CIF-Southern Section responds to PrepXtra Live broadcast discussing “athletically motivated” transfers.

ARAM TOLEGIAN COLUMN

It didn’t take long for me to get a response from the CIF-Southern Section after this newspaper’s blogs posted the replay of the Tuesday PrepXtra Live broadcast, in which a panel that included myself, Fred J. Robledo, Steve Ramirez and Pasadena Star-News Editor Frank Girardot discussed the ongoing drama in the high school sports world that centers around two words: athletically motivated.

During the segment, which still os available for viewing by going to any of our prep sports blogs, Girardot asserted the controversial athletically motivated rule equates to communism. That didn’t sit well with the CIF-SS, nor has much that anybody recently has to say about the topic. That’s because it’s become very clear, at least to this sportswriter, that whenever people open their mouths about this controversial rule they really don’t know what they’re talking about. Myself included.

Can you blame us? It’s confusing. The rule is confusing. It sounds simple enough: if a student transfers to another school and the reason is deemed to be athletically motivated, then that student has limited athletic eligibility.

But just what does “athletically motivated” mean? The Orange County Register’s Steve Fryer asked that question point-blank to new CIF-SS commissioner Rob Wigod back in August and the answer he got was, “Steve, I do not (have an answer).” Wigod went on to say the rule, or definition of it, essentially is deciphered on a case-by-case basis.

CLICK ON THREAD TO CONTINUE READING

Wigod, just like the rest of us, is in a bad spot. The rule and its interpretation leaves plenty of gray area.
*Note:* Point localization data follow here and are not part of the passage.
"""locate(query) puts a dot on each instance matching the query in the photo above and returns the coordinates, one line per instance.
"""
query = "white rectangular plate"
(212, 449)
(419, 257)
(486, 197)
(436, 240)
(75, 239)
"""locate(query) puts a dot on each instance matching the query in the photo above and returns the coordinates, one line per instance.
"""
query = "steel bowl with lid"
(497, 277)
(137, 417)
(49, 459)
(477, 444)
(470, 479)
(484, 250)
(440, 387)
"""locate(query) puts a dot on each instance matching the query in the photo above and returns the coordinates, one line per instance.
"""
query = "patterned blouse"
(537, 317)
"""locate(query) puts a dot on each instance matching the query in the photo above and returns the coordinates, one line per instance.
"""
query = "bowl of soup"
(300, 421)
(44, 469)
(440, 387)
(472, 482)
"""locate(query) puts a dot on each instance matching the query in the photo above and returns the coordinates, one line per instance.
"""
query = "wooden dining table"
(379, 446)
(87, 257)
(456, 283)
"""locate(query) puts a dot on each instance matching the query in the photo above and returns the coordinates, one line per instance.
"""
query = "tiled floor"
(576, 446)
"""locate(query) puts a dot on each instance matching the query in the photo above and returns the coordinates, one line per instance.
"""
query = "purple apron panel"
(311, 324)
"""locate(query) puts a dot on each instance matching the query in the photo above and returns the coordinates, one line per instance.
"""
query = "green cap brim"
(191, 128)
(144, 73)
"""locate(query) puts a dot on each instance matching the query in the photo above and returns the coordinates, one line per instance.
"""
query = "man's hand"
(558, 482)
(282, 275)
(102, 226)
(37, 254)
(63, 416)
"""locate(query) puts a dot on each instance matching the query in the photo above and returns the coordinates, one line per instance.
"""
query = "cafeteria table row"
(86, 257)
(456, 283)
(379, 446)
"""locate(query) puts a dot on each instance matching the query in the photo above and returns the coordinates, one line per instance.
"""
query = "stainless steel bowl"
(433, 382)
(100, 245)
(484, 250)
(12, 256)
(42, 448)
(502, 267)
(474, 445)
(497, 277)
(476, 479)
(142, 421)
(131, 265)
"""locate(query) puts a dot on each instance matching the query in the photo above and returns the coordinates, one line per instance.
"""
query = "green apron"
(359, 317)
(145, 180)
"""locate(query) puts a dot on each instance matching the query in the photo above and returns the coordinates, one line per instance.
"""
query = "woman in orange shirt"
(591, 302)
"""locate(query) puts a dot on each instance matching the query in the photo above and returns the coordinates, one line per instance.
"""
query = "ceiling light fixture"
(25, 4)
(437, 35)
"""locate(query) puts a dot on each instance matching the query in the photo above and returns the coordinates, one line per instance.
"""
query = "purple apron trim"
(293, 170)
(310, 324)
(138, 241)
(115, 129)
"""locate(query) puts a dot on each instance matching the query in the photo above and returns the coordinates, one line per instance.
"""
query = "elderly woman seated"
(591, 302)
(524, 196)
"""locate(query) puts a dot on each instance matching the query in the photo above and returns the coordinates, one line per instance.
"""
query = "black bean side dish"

So when you hear four writers sitting in front of a camera discussing it, you can be rest assured we don’t have all the answers. When you hear parents discussing it, you can be certain they’re missing important pieces of information. And when you hear coaches address it, it’s a lock they’re not grasping the full complexities of its meaning.

The rule came into play at the start of the 2009-10 school year. I asked CIF-SS Director of Information Thom Simmons what the official reason was that the rule was enacted.

“I’m only speaking on what I think the membership felt and that’s if you’re going to be transferring, you should be transferring for academic reasons and not for athletic purposes,” Simmons said. “Secondly, and people forget about this when they say kids should be able to transfer to whatever school they want to transfer to, they forget the cost to the person who is already there at the school and has already put in three years on the junior varsity or frosh/soph level, and he’s worked his butt off and kept his good grades and has been a good citizen, and now a guy with a better skill set comes in and this kid finds himself on the bench. He’s suddenly replaced after all the years of loyalty to that program.

“That’s the human cost on the other end that nobody ever talks about. Now that kid thinks to himself, `This isn’t fair, so I’m going to go to another school.’ And then he takes the spot of another kid who has been there all along. And so the dominoes keep falling and falling. Where does it stop?”

When Simmons refers to membership, he’s referring to schools that comprise the Southern Section. They make the rules for the CIF-SS to act on. Now you know who to blame for the rule in the first place. How does your local high school feel about this? Have any of you gone down there or called and asked how the school or its league voted on this issue? I doubt it.

According to a Los Angeles Times article this week, the Trinity League is expected to introduce a proposal at the next Southern Section Council meeting it hopes eventually would eliminate the rule state-wide. Yes, that means when a player leaves School A’s football program to go to School B, School A cannot stand in the way by claiming the move is athletically motivated. Other longstanding rules, like valid change of address or hardship request, still would apply.

The earliest a change to the rule could be enacted would be the 2012-13 school year. That’s assuming the process goes smoothly. Personally, I hope it goes through, simply because I’m tired of the confusion. I’m tired of either myself or others being only half right because we didn’t have the actual case file in front of us. I’m tired of parents and athletes having to apologize for making athletics an important reason why they left one school for another or decided to attend one school instead of another at the outset of a high school career.

Parents and student-athletes have four short years to make it all happen.

Nothing beside some very basic guidelines should stand in their way while making the decisions they feel are best for their own individual situation.

When buzzwords like communism start being thrown out, right or wrong, you know we’ve reached a point when something has to be changed. It’s coming.

That much I can assure you. People are fed up. The question is whether anybody will be able to tolerate a reversion to how things were before 2009.

Back then, there was a whole different group, call them traditionalists, who cried bloody murder when kids refused to play for their neighborhood school.

But at least then, we all understood the rules, rulings and interpretations.